I'm better now. Better than I was last night, that's for sure. I don't even have the urge to look up at the stars, it's not time yet. Soon, but not yet.

"Oh, I'm so pleased, Junco!" Lucan is standing next to me with a smile on his face.

"Pleased about what?"

He locks his arm in mine. "You're outside, dressed, fed?"

I nod.

"Excellent. That's excellent."

"What am I, a toddler? Some small child who gets a gold star for not wetting herself?"

He laughs. "Oh, you
are
back." He stops to laugh again. "I was so worried about you, but see?
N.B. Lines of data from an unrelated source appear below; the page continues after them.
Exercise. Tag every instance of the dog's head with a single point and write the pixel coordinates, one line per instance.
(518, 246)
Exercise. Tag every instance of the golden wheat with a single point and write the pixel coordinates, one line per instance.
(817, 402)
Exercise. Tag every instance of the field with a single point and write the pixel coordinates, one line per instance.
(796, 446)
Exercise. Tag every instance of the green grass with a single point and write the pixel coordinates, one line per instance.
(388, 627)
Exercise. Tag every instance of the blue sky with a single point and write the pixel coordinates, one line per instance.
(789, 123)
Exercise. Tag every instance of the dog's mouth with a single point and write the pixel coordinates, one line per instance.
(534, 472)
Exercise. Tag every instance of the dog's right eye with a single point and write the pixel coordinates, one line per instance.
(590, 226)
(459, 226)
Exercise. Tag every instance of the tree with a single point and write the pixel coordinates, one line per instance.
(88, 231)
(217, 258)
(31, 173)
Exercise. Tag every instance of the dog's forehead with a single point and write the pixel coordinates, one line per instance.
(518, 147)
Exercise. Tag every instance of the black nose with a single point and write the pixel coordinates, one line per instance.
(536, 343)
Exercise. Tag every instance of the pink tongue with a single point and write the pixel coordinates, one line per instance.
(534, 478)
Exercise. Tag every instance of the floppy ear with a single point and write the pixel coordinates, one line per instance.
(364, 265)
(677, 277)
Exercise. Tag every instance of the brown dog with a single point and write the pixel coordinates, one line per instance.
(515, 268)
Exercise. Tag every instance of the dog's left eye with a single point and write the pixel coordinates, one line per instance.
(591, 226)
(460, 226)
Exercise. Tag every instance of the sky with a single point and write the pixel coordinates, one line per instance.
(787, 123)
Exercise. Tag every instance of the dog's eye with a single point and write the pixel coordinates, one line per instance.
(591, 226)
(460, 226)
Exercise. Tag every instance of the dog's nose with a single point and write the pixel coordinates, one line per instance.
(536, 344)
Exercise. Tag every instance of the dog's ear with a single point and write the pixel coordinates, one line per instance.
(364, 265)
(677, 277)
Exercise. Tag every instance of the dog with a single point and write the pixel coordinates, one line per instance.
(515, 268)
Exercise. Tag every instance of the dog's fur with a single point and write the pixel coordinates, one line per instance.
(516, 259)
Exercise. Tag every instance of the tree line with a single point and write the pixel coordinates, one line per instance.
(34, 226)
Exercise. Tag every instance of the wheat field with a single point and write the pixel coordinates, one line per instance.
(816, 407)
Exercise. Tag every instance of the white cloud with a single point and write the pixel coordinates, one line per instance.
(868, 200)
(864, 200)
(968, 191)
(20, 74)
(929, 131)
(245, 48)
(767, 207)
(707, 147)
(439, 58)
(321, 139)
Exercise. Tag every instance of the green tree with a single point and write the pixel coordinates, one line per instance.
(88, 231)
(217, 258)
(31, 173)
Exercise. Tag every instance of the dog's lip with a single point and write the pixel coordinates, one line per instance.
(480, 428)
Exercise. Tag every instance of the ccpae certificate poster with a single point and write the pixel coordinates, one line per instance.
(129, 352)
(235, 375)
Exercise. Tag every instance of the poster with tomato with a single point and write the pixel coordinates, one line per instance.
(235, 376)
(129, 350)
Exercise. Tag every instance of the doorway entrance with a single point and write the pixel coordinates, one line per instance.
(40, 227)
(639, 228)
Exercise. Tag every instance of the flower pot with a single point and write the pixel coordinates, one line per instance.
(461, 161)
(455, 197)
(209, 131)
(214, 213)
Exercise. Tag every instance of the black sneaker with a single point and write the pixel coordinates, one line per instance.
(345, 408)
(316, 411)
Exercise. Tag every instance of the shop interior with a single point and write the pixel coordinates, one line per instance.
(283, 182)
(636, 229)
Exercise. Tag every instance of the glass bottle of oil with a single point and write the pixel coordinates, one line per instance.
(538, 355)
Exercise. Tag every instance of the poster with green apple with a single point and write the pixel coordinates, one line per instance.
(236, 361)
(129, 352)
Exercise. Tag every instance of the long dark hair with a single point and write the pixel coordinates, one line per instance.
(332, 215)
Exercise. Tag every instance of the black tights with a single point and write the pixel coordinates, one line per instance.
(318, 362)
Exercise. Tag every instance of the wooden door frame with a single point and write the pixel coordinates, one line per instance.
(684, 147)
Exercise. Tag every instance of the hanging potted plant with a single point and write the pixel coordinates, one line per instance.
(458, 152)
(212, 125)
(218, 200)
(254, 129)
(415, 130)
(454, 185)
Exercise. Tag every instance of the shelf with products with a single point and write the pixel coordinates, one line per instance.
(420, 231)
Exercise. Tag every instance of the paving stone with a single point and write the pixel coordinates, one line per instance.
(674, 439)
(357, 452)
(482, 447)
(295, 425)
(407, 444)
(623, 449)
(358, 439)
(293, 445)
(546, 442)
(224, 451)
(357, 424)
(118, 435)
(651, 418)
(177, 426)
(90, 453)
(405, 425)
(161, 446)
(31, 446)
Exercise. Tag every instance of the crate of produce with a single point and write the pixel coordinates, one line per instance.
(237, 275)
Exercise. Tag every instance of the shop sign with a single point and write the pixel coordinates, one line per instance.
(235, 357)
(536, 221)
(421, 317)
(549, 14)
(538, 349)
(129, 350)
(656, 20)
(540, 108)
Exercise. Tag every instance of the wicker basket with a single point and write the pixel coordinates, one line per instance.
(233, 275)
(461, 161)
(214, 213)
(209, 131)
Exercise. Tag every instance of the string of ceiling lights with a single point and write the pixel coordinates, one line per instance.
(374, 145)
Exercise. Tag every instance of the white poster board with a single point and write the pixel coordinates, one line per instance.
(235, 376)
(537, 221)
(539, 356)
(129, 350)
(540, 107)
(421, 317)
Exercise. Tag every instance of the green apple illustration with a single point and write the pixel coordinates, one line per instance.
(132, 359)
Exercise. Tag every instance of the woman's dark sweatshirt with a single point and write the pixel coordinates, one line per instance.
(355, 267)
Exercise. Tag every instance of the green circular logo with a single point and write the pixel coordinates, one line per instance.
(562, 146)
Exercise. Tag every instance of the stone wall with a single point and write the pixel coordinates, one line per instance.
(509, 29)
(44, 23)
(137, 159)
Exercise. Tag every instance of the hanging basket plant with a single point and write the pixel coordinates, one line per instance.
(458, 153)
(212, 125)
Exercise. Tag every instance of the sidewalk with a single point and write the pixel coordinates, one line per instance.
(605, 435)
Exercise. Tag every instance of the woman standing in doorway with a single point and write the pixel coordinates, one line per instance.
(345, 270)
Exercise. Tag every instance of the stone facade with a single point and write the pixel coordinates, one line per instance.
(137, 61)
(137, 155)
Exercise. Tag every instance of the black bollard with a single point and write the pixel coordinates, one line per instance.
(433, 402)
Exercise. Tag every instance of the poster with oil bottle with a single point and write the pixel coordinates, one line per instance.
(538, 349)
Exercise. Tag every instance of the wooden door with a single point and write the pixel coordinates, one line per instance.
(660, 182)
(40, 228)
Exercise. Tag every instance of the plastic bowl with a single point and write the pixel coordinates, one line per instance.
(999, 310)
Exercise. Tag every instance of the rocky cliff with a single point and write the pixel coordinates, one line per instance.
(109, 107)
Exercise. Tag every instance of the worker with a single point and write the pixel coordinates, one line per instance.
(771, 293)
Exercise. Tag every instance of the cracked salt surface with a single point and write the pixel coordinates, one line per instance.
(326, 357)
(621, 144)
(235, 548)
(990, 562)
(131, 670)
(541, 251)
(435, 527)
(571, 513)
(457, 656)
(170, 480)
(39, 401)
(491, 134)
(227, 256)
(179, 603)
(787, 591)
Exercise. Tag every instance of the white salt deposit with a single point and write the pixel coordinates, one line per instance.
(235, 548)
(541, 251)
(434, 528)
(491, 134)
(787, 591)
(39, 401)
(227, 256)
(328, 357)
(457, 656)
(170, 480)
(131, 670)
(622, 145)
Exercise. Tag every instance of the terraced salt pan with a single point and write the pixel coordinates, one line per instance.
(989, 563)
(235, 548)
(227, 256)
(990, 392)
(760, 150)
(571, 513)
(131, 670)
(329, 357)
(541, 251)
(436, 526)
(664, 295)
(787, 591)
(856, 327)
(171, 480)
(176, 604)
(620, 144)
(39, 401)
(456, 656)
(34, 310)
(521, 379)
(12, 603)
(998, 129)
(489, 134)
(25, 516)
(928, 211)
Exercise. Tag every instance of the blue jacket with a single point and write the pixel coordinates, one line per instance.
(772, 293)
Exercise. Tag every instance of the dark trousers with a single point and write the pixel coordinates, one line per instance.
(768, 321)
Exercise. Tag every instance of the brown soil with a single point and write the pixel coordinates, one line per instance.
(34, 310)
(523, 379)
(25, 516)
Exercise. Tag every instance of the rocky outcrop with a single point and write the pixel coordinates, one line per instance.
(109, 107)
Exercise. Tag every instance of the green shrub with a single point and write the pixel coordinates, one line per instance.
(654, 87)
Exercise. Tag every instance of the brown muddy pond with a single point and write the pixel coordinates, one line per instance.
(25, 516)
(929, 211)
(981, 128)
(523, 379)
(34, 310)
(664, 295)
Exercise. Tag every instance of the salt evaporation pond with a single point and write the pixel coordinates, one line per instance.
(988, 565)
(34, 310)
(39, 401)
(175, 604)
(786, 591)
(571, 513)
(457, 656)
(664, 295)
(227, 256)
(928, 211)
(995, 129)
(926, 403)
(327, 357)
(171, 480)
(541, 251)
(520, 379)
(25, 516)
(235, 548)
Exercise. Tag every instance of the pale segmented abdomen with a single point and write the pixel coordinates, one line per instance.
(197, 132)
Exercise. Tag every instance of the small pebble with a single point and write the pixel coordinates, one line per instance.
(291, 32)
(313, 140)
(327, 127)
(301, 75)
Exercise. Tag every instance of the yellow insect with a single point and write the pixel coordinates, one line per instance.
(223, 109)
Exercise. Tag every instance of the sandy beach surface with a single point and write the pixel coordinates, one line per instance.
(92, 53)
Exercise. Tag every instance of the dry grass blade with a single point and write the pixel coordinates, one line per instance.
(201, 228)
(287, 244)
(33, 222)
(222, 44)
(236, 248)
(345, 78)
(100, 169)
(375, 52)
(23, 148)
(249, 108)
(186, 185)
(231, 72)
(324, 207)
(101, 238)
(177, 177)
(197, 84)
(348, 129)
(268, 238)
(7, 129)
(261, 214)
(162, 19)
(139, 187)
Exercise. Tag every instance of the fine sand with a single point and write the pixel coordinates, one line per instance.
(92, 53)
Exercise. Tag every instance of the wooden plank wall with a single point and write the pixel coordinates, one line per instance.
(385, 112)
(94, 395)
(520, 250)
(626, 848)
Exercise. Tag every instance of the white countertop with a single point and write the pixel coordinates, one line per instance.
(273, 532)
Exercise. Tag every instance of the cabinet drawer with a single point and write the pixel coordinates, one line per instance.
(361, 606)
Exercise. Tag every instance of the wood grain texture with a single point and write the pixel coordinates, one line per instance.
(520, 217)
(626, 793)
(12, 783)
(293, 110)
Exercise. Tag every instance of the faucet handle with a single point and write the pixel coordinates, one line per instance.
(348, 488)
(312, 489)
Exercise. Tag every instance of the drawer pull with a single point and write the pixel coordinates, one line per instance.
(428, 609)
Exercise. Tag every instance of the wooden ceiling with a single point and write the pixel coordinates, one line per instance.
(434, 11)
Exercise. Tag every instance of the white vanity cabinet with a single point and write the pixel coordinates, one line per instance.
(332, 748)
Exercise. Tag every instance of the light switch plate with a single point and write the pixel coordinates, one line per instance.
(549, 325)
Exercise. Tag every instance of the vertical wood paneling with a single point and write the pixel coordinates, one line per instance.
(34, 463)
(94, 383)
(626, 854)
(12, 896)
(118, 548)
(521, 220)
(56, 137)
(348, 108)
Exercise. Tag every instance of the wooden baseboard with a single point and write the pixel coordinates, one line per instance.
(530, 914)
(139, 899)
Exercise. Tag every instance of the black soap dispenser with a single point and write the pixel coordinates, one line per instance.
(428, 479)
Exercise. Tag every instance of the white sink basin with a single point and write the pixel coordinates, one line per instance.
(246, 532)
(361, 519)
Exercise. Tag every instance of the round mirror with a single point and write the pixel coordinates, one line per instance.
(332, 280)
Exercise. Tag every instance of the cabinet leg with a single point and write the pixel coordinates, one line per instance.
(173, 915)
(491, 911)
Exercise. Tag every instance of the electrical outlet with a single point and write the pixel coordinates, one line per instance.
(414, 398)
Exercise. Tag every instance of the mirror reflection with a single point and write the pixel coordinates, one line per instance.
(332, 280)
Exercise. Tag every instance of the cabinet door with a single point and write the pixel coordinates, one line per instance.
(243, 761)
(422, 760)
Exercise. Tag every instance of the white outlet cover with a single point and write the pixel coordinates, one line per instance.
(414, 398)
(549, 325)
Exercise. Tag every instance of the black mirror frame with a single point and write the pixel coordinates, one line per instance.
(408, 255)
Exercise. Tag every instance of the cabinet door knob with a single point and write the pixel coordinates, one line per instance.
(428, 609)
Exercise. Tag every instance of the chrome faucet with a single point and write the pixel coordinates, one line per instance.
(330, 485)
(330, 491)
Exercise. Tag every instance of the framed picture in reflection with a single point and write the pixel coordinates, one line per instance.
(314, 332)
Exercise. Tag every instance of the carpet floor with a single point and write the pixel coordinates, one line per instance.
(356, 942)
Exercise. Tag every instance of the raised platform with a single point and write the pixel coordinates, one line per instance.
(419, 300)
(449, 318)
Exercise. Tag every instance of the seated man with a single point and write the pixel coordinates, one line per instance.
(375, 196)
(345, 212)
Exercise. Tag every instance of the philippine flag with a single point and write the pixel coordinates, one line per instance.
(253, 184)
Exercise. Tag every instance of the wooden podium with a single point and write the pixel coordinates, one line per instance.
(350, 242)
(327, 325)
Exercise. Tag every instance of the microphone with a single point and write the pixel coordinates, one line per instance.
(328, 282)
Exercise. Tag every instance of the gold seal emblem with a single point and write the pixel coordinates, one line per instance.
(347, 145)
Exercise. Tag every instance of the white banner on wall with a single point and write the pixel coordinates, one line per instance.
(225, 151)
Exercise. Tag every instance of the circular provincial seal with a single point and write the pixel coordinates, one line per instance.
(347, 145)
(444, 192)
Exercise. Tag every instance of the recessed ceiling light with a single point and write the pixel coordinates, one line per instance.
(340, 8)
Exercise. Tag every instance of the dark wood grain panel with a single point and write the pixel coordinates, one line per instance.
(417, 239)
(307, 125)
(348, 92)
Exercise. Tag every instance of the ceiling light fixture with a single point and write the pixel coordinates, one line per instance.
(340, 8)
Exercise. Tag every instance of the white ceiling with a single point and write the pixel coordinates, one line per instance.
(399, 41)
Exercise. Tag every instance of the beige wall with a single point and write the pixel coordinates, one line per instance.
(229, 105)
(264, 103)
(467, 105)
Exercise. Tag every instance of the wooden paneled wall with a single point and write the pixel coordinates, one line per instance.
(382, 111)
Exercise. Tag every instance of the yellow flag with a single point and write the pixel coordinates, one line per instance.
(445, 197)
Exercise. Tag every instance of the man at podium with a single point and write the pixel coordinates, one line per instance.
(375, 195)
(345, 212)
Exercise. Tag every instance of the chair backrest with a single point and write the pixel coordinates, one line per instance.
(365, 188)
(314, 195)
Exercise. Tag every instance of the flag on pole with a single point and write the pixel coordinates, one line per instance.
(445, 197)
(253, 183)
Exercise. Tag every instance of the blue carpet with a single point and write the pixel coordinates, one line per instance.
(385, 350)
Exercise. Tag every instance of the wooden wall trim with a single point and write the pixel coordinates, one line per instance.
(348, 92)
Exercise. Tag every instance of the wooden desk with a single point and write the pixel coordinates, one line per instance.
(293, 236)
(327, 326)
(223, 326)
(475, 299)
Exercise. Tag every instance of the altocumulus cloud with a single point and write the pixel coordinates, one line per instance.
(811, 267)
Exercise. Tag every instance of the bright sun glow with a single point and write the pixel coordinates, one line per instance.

Gideon was right, you cannot be coddled too much. It's counterproductive—counter-intuitive was what he said, actually—to be coddled."

"That's the dumbest thing I've ever heard. Everyone wants to be coddled once in a while."

He nods. "Yes, that's true. Do you require more coddling?"

I smile. "No, I've had enough, thanks."

He remains silent as he gazes out at the ocean. It's lovely here, really it is. I mean, who wouldn't want to recover from tragedy in a place like this? Paradise. This is paradise. The beaches are white, the water is a stunning blue-green, and the temperature—mixed with the gentle wind that the Sargasso Sea is famous for—is perfect.

Gideon’s penthouse apartment has a view that almost makes you want to cry when the sun sets and there aren’t that many people here on our atoll, most of them live on the other neighboring islands, so it’s nice and private.

It’s funny when I think about it. Ironic maybe. Because one of my last memories of my old life on Earth included a silent wish to spend some time on this very same massive artificial floating island.